Carton rouge pour la préfecture du Doubs, carton jaune pour les journalistes trop pressés…

0  -  Article mis à jour le 11 mai 2019

Communiqué du SNJ-CGT de France Télévisions

Des hordes de gilets jaunes qui s’attaquent au commissariat de Besançon en marge de la manif du 1er mai ! Plus vite qu’un feu qui démarre dans un monument sacré, l’infox a fait la une des éditions web radio et télé en continu pendant plusieurs heures. De quoi gonfler facilement l’audience et alimenter la polémique ! ! ! Mais l’info était fausse…

« Manifestations calmes en province sauf à Besançon où 200 à 300 gilets jaunes se sont attaqué au commissariat » : C’est l’information sans autre commentaire donnée en début d’après-midi mercredi 1er mai sur une radio nationale du service public. Au même moment des chaînes d’infos en continu et plusieurs sites internet se font les relais de ces « actes de violence inadmissibles ».

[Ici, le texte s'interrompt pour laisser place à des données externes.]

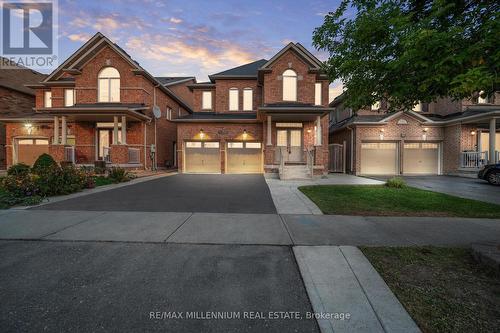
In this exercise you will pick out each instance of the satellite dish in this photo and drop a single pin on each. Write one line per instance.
(156, 111)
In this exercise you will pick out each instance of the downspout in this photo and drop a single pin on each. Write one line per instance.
(351, 157)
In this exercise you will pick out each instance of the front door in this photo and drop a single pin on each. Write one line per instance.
(290, 140)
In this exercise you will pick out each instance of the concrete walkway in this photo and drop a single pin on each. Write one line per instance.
(341, 281)
(289, 200)
(257, 229)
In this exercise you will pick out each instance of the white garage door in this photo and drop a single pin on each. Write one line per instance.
(421, 158)
(202, 157)
(244, 157)
(379, 158)
(28, 150)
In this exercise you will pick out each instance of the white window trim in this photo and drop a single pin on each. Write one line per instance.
(203, 104)
(246, 102)
(234, 105)
(108, 80)
(47, 99)
(318, 87)
(288, 97)
(66, 104)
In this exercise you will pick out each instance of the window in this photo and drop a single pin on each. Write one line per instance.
(253, 145)
(233, 99)
(206, 100)
(235, 145)
(247, 99)
(69, 97)
(289, 85)
(47, 99)
(109, 85)
(317, 93)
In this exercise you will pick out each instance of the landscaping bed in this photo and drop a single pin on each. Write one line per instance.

Puis un tweet d’un journaliste de Franceinfo.fr a mis le feu aux poudres. Il s’agirait d’une information de source préfectorale, confirmée deux fois par la suite et vite reprise par de nombreux média. A aucun moment ce journaliste n’a pris soin de contacter ses collègues de la rédaction régionale de Franche-Comté couvrant l’événement. Une précaution élémentaire qui aurait évité un grave dérapage et que n’a pas commis Info Vidéo 3 (la rédaction parisienne de France 3 qui travaille pour les régions, NDLR), qui s’est informé directement sur le terrain.

Dans le JT régional du soir le reportage parle de « deux ou trois téméraires qui ont tenté de faire quelques pas dans la cour du commissariat ». Rien à voir avec une attaque en règle ! ! ! D’ailleurs, cet épisode n’a donné lieu à aucune interpellation.

« Salpêtrière sur Doubs » et quelques réflexions…

1. La Préfecture du Doubs n’est plus une source crédible. A Besançon comme dans d’autres services de l’Etat, de hauts fonctionnaires zélés prennent les journalistes pour de simples relais au mépris le plus élémentaire de la vérité. Bizarrement ce dérapage bisontin s’est déroulé pratiquement au même moment que l’affaire de l’hôpital parisien de la Salpêtrière qui a obligé le ministre de l’Intérieur à une repentance tardive.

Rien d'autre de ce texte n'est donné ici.